Inverse-Rules Algorithm
This is an approach for query rewriting used in LAV Mediation
Overview
Steps:
- constructing inverse rules from a set of LAV mappings
- unfolding a global query to obtain local queries
Important thing:
- 1st step of the algorithm is independent from queries
- it only needs to consider a set of LAV mappings
One LAV Mapping is replaced by several GAV Mappings
- one for each atom in the body of the rule
- but need to keep bindings between different occurrences of the same existential variables in the body
- done by using First Order Logic function - Skolem Function
Illustraction by Example
Here we will use the following example to illustrate the algorithm
Global query:
- $Q(x) \leftarrow U(y,z), R(x,z), T(z,y), R(y',x)$
And two LAV mappings:
- $V_1(u,v) \subseteq T(w,u), U(v,w), R(v,u)$
- $V_2(u,v,v') \subseteq T(w,u), U(v,w), R(v',w)$
Logical Intuition
For $V_1$, FOL meaning is
- $\forall \ u, v \Big[ V_1(u, v) \Rightarrow \exists \ w \ : \ T(w, u) \land U(v, w) \land R(v, u) \Big]$
- suppose a tuple $(a, b)$ belongs to the data source that backs $V_1$
- so we have a fact $V_1(a, b)$
- from this fact $V_1(a, b)$ can infer that $R(b, a)$
- $V_1(a, b) \Rightarrow R(b, a)$
- (all conjuncts have to be true for a statement to be true, so it means the last conjuncts holds true)

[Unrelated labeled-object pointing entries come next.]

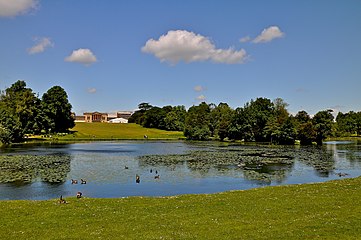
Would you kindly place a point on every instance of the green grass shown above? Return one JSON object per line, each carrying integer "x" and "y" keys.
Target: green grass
{"x": 330, "y": 210}
{"x": 108, "y": 131}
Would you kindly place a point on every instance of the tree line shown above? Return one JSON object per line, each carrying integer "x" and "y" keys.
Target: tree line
{"x": 260, "y": 120}
{"x": 22, "y": 112}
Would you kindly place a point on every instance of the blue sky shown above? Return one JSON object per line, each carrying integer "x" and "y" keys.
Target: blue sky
{"x": 112, "y": 55}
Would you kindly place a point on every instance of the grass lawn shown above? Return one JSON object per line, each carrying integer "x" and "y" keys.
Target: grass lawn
{"x": 330, "y": 210}
{"x": 99, "y": 131}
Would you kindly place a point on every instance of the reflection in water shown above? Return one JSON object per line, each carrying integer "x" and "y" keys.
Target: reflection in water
{"x": 166, "y": 168}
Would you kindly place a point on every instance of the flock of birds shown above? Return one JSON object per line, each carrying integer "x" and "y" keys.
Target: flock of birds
{"x": 83, "y": 181}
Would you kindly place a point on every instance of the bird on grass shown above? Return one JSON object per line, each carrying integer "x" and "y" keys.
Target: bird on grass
{"x": 61, "y": 199}
{"x": 79, "y": 195}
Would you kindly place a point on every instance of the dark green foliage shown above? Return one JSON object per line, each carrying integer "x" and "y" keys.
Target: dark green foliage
{"x": 10, "y": 128}
{"x": 24, "y": 113}
{"x": 22, "y": 105}
{"x": 260, "y": 120}
{"x": 323, "y": 122}
{"x": 57, "y": 110}
{"x": 174, "y": 120}
{"x": 197, "y": 122}
{"x": 220, "y": 120}
{"x": 349, "y": 123}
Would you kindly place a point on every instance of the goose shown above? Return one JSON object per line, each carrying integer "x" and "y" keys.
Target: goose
{"x": 61, "y": 200}
{"x": 78, "y": 195}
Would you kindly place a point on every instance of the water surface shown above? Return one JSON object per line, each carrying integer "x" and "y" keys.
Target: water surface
{"x": 183, "y": 168}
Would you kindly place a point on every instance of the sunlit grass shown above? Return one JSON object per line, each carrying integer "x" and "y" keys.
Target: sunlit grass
{"x": 118, "y": 131}
{"x": 328, "y": 210}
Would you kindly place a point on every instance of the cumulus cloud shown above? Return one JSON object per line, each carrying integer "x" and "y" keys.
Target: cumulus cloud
{"x": 11, "y": 8}
{"x": 92, "y": 90}
{"x": 181, "y": 45}
{"x": 201, "y": 98}
{"x": 245, "y": 39}
{"x": 42, "y": 44}
{"x": 268, "y": 34}
{"x": 83, "y": 56}
{"x": 198, "y": 88}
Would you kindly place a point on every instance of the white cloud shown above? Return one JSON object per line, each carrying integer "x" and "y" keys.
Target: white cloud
{"x": 41, "y": 45}
{"x": 11, "y": 8}
{"x": 92, "y": 90}
{"x": 245, "y": 39}
{"x": 198, "y": 88}
{"x": 181, "y": 45}
{"x": 83, "y": 56}
{"x": 269, "y": 34}
{"x": 201, "y": 98}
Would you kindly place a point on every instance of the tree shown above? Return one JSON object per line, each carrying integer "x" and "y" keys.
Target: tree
{"x": 10, "y": 128}
{"x": 57, "y": 110}
{"x": 21, "y": 104}
{"x": 197, "y": 122}
{"x": 323, "y": 122}
{"x": 306, "y": 132}
{"x": 174, "y": 120}
{"x": 220, "y": 120}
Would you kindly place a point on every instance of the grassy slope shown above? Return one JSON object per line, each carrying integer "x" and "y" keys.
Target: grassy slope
{"x": 330, "y": 210}
{"x": 118, "y": 131}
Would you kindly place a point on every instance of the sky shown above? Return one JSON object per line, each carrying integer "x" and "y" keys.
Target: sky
{"x": 113, "y": 55}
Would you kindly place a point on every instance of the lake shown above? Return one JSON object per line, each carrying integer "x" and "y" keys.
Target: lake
{"x": 45, "y": 171}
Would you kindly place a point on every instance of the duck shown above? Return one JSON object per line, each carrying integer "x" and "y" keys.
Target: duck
{"x": 79, "y": 194}
{"x": 61, "y": 199}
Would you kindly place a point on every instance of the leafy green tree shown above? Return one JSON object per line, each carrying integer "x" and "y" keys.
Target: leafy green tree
{"x": 138, "y": 116}
{"x": 348, "y": 123}
{"x": 323, "y": 122}
{"x": 21, "y": 104}
{"x": 154, "y": 118}
{"x": 241, "y": 125}
{"x": 174, "y": 120}
{"x": 220, "y": 118}
{"x": 197, "y": 122}
{"x": 306, "y": 132}
{"x": 10, "y": 128}
{"x": 57, "y": 110}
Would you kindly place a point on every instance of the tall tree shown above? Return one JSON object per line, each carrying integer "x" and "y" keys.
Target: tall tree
{"x": 197, "y": 122}
{"x": 57, "y": 110}
{"x": 22, "y": 105}
{"x": 306, "y": 132}
{"x": 323, "y": 122}
{"x": 220, "y": 120}
{"x": 174, "y": 120}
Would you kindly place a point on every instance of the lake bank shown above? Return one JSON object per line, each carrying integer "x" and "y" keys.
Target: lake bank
{"x": 323, "y": 210}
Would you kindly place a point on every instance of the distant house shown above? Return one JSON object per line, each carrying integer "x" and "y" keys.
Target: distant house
{"x": 96, "y": 117}
{"x": 79, "y": 118}
{"x": 118, "y": 120}
{"x": 124, "y": 114}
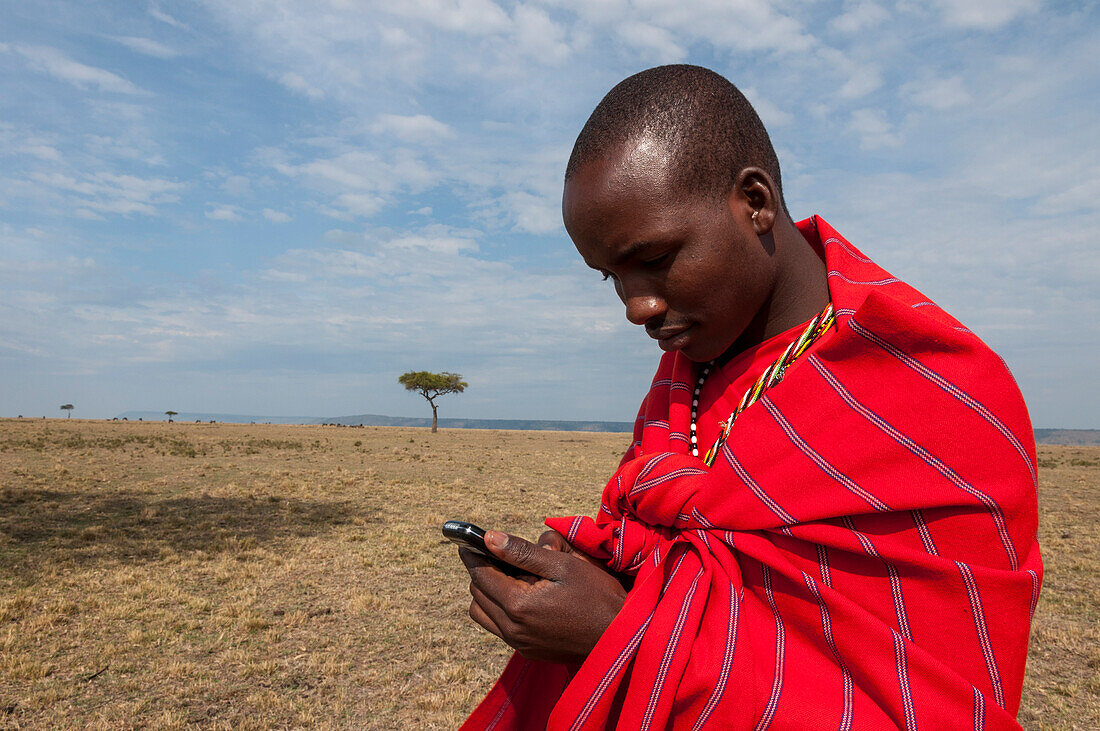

- so $b$ can be an answer to a global query Q(x) = $R(x, y)$
But we can infer other things as well
- e.g. $V_1(a, b) \Rightarrow \exists \ d_1 \ : \ T(d_1, a) \land U(b, d_1)$
- where $d_1$ is some constant
- we don't know its value, but we know it exists (since it's existentially qualified) and
- it depends on constants $a$ and $b$
- so we can denote this dependency as $d_1 = f_1(a, b)$
Skolem Function
- the symbol $f_1(u, v)$ is a Skolem Function of arity 2
- $f_1(u, v)$ denotes that there exists some constant that depends on values of $u$ and $v$
- given two distinct Skolem terms, e.g. $f_1(1, 2)$ and $f_1(2, v_3)$ we never can say if they belong to the same constant or not
Creating Inverse Rules
So we can create these GAV mappings and their FOL translations
Example 1
Inverse Rules of the 1st LAV mapping:
- $V_1(u,v) \subseteq T(w,u), U(v,w), R(v,u)$
Rule |
Mapping |
FOL
|
$\text{IN}_{1,1}$ |
$V_1(u,v) \subseteq T \big(f_1(u,v), u \big)$ |
$\forall \ u, v \Big[ V_1(u,v) \Rightarrow T \big( f_1(u, v), u \big) \Big]$
|
$\text{IN}_{1,2}$ |
$V_1(u,v) \subseteq U \big(v, f_1(u,v) \big)$ |
$\forall \ u, v \Big[ V_1(u,v) \Rightarrow U \big(v, f_1(u, v) \big) \Big]$
|
$\text{IN}_{1,3}$ |
$V_1(u,v) \subseteq R \big(v, u \big)$ |
$\forall \ u, v \Big[ V_1(u,v) \Rightarrow R \big(v, u \big) \Big]$
|
Algorithm
Algorithm for creating the inverse rules
- for each LAV mapping $M_i$ with $n_i$ atoms
- create $n_i$ GAV mappings (i.e. inverse rules)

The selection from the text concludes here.